I Should Have Stayed Home – Horace McCoy (Signet, 1939)
McCoy’s second novel is also pretty short, maybe 30K words, bleak, first-person, and covers similar ground as They Shoot Horses: the struggles of hopeful wannabe actors scrambling each day for extra work in the 1930s Hollywood industry.
The narrator is Ralph, a young and naive kid from Georgia, a strapping farm boy who is handsome but cannot get a break, mainly because of his thick accent. He lives on a couch in Mona’s Hollywood bungalow, a would-be actress who has a history of finding young men who need her mothering. They do not have a sexual relationship but the way they act with one another is almost like a marriage. Her previous stray boy is now the sex toy for an older woman, a rich Beverly Hills widow who has a lot of influence in the film industry and gets written up in the gossip columns and fan magazines. This woman sets her sites on Ralph as her next boy toy, something Mona is not too keen on…unless it might help her career.
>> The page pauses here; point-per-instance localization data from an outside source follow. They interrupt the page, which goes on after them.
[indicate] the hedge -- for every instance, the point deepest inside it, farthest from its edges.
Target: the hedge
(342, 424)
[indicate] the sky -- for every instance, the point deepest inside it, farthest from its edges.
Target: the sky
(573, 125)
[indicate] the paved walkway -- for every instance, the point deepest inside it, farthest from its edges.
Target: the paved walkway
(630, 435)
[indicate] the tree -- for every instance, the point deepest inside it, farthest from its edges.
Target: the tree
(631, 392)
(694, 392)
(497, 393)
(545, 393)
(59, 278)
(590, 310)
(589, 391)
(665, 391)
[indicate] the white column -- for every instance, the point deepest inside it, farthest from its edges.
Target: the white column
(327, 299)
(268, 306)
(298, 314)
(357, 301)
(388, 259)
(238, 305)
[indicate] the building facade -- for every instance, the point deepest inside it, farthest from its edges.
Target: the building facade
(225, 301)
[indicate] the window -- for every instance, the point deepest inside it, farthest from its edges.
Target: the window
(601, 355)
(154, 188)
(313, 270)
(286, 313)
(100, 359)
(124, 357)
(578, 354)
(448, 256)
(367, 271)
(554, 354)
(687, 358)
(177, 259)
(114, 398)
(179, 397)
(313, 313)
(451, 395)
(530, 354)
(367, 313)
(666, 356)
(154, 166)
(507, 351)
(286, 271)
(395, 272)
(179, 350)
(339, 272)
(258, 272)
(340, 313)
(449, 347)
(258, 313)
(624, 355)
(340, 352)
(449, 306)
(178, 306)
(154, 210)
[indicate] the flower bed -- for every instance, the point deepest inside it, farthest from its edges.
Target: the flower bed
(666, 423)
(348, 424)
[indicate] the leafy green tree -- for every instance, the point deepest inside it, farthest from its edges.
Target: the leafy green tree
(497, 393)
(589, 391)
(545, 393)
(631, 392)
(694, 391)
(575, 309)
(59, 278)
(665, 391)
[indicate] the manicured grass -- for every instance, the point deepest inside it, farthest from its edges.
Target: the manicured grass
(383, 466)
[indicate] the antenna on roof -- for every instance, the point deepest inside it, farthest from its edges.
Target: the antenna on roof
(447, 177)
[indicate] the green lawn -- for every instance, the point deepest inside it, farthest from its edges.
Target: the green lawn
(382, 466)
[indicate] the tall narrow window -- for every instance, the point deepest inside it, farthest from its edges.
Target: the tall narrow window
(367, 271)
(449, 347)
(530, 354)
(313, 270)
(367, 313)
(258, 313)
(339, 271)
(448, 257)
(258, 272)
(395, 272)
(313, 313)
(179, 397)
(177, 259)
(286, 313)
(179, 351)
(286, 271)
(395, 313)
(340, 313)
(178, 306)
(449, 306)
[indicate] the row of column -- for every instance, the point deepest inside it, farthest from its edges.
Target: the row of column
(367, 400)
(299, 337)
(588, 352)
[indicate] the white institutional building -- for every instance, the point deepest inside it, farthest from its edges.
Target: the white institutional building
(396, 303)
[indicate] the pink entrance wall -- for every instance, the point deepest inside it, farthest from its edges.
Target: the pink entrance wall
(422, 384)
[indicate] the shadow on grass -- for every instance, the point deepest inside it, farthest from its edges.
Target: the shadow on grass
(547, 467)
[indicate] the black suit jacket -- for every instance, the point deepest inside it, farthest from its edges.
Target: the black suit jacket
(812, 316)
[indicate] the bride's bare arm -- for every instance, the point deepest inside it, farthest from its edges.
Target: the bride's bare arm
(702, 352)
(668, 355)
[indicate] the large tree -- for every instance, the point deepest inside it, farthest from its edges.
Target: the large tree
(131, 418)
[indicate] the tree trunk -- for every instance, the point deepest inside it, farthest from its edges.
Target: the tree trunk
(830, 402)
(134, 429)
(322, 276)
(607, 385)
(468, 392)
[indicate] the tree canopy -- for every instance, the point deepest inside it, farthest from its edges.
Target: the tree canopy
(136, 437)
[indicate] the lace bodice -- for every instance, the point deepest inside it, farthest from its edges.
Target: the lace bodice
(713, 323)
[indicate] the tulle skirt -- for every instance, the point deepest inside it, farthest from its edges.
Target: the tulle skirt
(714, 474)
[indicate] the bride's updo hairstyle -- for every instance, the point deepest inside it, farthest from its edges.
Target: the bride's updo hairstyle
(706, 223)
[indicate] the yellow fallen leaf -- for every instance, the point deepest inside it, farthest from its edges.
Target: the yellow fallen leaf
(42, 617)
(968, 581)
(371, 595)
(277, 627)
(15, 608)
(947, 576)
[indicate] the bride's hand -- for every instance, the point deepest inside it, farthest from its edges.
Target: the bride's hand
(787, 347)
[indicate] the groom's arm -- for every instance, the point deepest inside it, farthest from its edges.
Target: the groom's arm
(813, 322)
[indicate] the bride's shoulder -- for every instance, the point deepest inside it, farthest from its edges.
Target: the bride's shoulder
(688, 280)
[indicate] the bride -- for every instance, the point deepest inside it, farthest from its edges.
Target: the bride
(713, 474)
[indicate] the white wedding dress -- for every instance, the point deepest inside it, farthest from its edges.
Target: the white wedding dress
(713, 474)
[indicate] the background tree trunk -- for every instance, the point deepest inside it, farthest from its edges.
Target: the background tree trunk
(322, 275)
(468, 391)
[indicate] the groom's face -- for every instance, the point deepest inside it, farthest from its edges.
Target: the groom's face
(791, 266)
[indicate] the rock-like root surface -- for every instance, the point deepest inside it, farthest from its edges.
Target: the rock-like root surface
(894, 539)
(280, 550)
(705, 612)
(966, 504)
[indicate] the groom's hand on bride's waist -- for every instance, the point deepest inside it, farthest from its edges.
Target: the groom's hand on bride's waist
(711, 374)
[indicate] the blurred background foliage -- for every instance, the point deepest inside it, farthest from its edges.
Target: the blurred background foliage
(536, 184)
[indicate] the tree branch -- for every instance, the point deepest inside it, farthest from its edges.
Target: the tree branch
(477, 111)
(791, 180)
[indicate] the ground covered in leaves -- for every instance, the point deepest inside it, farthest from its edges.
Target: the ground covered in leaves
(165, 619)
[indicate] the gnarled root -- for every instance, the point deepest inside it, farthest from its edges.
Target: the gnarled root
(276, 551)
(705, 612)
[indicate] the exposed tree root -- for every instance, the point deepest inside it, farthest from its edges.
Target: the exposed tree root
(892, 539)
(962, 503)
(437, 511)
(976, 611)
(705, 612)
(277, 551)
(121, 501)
The novel opens with a neighbor of theirs being sentenced to three years in the women’s prison for grand theft — out of desperation, this staring wannabe actress turned to crime. She later escapes and gets Ralph into legal trouble too.
Ralph moves about the shallow and materialistic power players and movie stars of Hollywood, both wishing for what they have and loathing the kind of people fame, money and attention has turned them into.
Other bloggers have recently written about this lost classic, noting its noir attributes and probable influence on Billy Wilder’s Sunset Boulevard. It takes on some interesting 1930s social and political issues, such as the beginnings of Nazi Germany, union strikes among actors, and budding Communist ideals in Tinsel Town that would later destroy many, even Mona in this story. There is a telling scene where Ralph gets riled up when he sees a white woman kissing a black man at a party; Mona has to hopld him back from beating the black fellow up — Ralph is a Georgia boy and seeing interracial affection is an abberation in his eyes, even though he is surrounded by naked women in pools, drunken lechers and wild lesbians, a black man kissing a white woman to him is a crime.
Mona is similar to Glora from They Shoot Horses: she is angry that others have gotten breaks in the biz she feels she is better at; she hates the shallowness and broken dreams of Hollwyood; she is jaded, witty, and self-destructive.
What is sad is that we know Ralph, or even Mona, will never become the famous actors they hope for; they will be crushed by Tinsel Town, used by rich people until they are too old to be desirable for the sharks, men and women alike; and will wind up going back home with their tails curled under their rears. And it ends on that very bleak note: they are all doomed failures.